| lists.openwall.net | lists / announce owl-users owl-dev john-users john-dev passwdqc-users yescrypt popa3d-users / oss-security kernel-hardening musl sabotage tlsify passwords / crypt-dev xvendor / Bugtraq Full-Disclosure linux-kernel linux-netdev linux-ext4 linux-hardening linux-cve-announce PHC | |
|
Open Source and information security mailing list archives
| ||
|
Date: Mon, 10 Apr 2023 14:50:06 -0700
From: Sean Christopherson <seanjc@...gle.com>
To: Xin Li <xin3.li@...el.com>
Cc: linux-kernel@...r.kernel.org, x86@...nel.org, kvm@...r.kernel.org,
tglx@...utronix.de, mingo@...hat.com, bp@...en8.de,
dave.hansen@...ux.intel.com, hpa@...or.com, peterz@...radead.org,
andrew.cooper3@...rix.com, pbonzini@...hat.com,
ravi.v.shankar@...el.com, jiangshanlai@...il.com,
shan.kang@...el.com
Subject: Re: [PATCH v8 33/33] KVM: x86/vmx: refactor VMX_DO_EVENT_IRQOFF to
generate FRED stack frames
"KVM: VMX:" for the shortlog please.
On Mon, Apr 10, 2023, Xin Li wrote:
> -.macro VMX_DO_EVENT_IRQOFF call_insn call_target
> +.macro VMX_DO_EVENT_IRQOFF call_insn call_target fred=0 nmi=0
> /*
> * Unconditionally create a stack frame, getting the correct RSP on the
> * stack (for x86-64) would take two instructions anyways, and RBP can
> @@ -41,16 +43,55 @@
> mov %_ASM_SP, %_ASM_BP
>
> #ifdef CONFIG_X86_64
> +#ifdef CONFIG_X86_FRED
> + /*
> + * It's not necessary to change current stack level for handling IRQ/NMI
> + * because the state of the kernel stack is well defined in this place
> + * in the code, and it is known not to be deep in a bunch of nested I/O
> + * layer handlers that eat up the stack.
> + *
> + * Before starting to push a FRED stack frame, FRED reserves a redzone
> + * (for CALL emulation) and aligns RSP to a 64-byte boundary.
> + */
> + sub $(FRED_CONFIG_REDZONE_AMOUNT << 6), %rsp
> + and $FRED_STACK_FRAME_RSP_MASK, %rsp
> +
> + /*
> + * A FRED stack frame has extra 16 bytes of information pushed at the
> + * regular stack top comparing to an IDT stack frame.
> + */
> + push $0 /* Reserved by FRED, must be 0 */
> + push $0 /* FRED event data, 0 for NMI and external interrupts */
> +#else
> /*
> * Align RSP to a 16-byte boundary (to emulate CPU behavior) before
> * creating the synthetic interrupt stack frame for the IRQ/NMI.
> */
> and $-16, %rsp
> - push $__KERNEL_DS
> +#endif
> +
> + .if \fred
> + .if \nmi
> + mov $(2 << 32 | 2 << 48), %rax /* NMI event type and vector */
> + .else
> + mov %rdi, %rax
> + shl $32, %rax /* External interrupt vector */
> + .endif
> + add $__KERNEL_DS, %rax
> + bts $57, %rax /* Set 64-bit mode */
> + .else
> + mov $__KERNEL_DS, %rax
> + .endif
> + push %rax
This is painfully difficult to read, and the trampolines only add to that pain.

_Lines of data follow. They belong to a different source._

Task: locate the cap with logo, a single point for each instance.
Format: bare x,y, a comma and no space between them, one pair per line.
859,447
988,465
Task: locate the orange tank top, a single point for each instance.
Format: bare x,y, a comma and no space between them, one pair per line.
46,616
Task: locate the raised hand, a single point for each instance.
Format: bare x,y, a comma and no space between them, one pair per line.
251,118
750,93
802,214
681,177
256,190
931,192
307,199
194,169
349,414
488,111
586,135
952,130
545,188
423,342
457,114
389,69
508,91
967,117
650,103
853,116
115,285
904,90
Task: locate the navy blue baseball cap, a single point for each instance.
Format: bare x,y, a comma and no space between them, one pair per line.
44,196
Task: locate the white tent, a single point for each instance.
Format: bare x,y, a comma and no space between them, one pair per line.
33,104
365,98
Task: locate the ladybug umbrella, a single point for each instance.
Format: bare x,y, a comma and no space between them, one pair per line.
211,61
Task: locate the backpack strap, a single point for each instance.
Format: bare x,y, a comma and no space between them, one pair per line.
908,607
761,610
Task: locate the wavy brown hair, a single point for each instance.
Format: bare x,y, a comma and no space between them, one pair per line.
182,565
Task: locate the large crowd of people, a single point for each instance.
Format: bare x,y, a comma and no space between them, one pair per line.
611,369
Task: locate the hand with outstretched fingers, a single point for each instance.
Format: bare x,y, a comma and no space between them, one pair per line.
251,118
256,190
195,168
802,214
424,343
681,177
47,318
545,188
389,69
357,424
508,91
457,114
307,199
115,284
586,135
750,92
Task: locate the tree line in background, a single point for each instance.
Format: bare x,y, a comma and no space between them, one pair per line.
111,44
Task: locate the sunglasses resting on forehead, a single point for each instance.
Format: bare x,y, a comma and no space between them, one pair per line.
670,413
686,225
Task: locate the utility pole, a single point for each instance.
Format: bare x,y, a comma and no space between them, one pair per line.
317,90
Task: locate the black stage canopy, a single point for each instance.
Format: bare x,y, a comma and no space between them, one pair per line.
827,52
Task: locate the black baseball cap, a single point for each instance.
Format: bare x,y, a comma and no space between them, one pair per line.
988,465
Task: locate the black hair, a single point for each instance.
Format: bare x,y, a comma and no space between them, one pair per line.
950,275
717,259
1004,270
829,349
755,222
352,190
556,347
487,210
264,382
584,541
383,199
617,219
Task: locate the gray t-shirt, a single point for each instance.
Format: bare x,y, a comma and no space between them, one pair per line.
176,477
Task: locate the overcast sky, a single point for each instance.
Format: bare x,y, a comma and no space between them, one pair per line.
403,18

Using macros instead of magic numbers would alleviate a small amount of pain, but
but the #ifdefs and .if \fred/\nmi are the real culprits.
> static void handle_nm_fault_irqoff(struct kvm_vcpu *vcpu)
> @@ -6916,14 +6916,20 @@ static void handle_external_interrupt_irqoff(struct kvm_vcpu *vcpu)
> {
> u32 intr_info = vmx_get_intr_info(vcpu);
> unsigned int vector = intr_info & INTR_INFO_VECTOR_MASK;
> - gate_desc *desc = (gate_desc *)host_idt_base + vector;
> + unsigned long entry_or_vector;
> +
> +#ifdef CONFIG_X86_64
> + entry_or_vector = vector;
> +#else
> + entry_or_vector = gate_offset((gate_desc *)host_idt_base + vector);
> +#endif
And then this is equally gross. Rather than funnel FRED+legacy into a single
function only to split them back out, just route FRED into its own asm subroutine.
The common bits are basically the creation/destruction of the stack frame and the
CALL itself, i.e. the truly interesting bits are what's different.
Pretty much all of the #ifdeffery goes away, the helpers just need #ifdefs to
play nice with CONFIG_X86_FRED=n. E.g. something like the below as a starting
point (it most definitely doesn't compile, and most definitely isn't 100% correct).
---
arch/x86/kvm/vmx/vmenter.S | 72 ++++++++++++++++++++++++++++++++++++++
arch/x86/kvm/vmx/vmx.c | 19 ++++++++--
2 files changed, 88 insertions(+), 3 deletions(-)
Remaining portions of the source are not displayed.